Grazie alla complice incapacità della magistratura, tanto di fare giustizia, quanto di provvedere alla loro migliore educazione, i figli dei genitori separati crescono falsamente. Acquisiscono solo l’arroganza dell’essere adulti senza poterne vantare la maturità.

Tutto il mondo plaude alla forza d’animo e alle grandi capacità di Natasha Kampush, eroina assurta dal buio delle cantine alle luci della ribalta. Eroina ispiratrice, o modello da fraintendere per tutti gli adolescenti pronti a vivere la propria fanatica opposizione contro i genitore? Nel caso della separazione conflittuale, l’illusione del figlio è ancora più grottesca perché crede di servire un suo autonomo interesse, mentre viene solo strumentalizzato da un genitore nel suo immaturo e malato odio contro l’altro.

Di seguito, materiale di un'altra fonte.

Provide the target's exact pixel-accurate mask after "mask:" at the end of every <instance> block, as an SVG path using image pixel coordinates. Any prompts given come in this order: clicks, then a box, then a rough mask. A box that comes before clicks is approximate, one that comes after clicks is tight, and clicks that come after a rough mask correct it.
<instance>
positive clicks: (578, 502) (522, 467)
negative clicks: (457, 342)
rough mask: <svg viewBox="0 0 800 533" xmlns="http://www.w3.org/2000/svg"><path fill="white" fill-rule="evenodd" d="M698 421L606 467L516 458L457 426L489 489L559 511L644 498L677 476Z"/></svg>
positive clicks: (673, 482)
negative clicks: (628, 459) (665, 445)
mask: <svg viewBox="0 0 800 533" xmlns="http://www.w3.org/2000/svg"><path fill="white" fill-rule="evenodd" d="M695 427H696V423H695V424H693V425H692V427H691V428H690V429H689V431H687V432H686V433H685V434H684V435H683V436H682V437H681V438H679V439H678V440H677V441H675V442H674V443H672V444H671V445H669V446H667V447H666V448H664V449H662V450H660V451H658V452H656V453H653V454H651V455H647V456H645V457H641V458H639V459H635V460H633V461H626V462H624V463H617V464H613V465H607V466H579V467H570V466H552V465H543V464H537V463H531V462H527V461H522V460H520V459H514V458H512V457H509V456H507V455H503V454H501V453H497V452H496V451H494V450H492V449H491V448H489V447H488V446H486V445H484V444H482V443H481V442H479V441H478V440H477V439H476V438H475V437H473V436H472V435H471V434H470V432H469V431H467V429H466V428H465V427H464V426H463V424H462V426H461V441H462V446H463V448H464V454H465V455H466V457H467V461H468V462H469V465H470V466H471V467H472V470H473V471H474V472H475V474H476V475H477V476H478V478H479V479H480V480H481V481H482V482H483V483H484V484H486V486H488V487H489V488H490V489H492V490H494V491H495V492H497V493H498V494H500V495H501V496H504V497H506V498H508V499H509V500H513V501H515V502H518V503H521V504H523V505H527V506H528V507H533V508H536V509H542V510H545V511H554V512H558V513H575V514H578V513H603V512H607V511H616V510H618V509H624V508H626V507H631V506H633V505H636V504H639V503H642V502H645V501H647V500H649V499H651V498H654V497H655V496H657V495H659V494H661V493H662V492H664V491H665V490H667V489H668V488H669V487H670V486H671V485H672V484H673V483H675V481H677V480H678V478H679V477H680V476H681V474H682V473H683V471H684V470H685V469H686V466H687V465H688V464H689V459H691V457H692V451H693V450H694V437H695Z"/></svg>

Una società che delega la risoluzione di questi problemi ai giudici — professionalmente impreparati a comprendere i fenomeni psicologici della conflittualità familiare — può solo finire col degradarsi ulteriormente delegando la scelta del proprio destino ai figli. È il rovesciamento di tutti i valori. Il fallimento della società degli adulti nell’affrontare i problemi che genera. Il fallimento della credibilità del mondo degli adulti agli occhi dei figli. L’incapacità di gestirli. Un mondo privo ormai di credibilità, esposto al pubblico ludibrio di ragazzi che si permettono di sbeffeggiarlo con strafottenti menzogne.

Verrà il giorno in cui l’affidamento esclusivo di un figlio ad un genitore verrà equiparato ad un crimine contro i diritti umani. Verrà il giorno in cui le atrocità commesse dagli attuali giudici verranno equiparate agli orrori dell’inquisizione o degli stermini etnici. Verrà il giorno in cui sarà chiaro che il morboso attaccamento di un genitore ad un figlio, che gli preclude il giusto rapporto con l’altro, verrà equiparato al rapimento compiuto da una mente malata o criminale.

Affinché lo strazio subito da Natasha nella sua breve infelice vita non resti solo un dolore privo di senso, è bene che ognuno di noi rifletta; che non dimentichi con la stessa superficiale rapidità con cui, spente le luci della ribalta, il buio cala sulle nostre malcerte coscienze.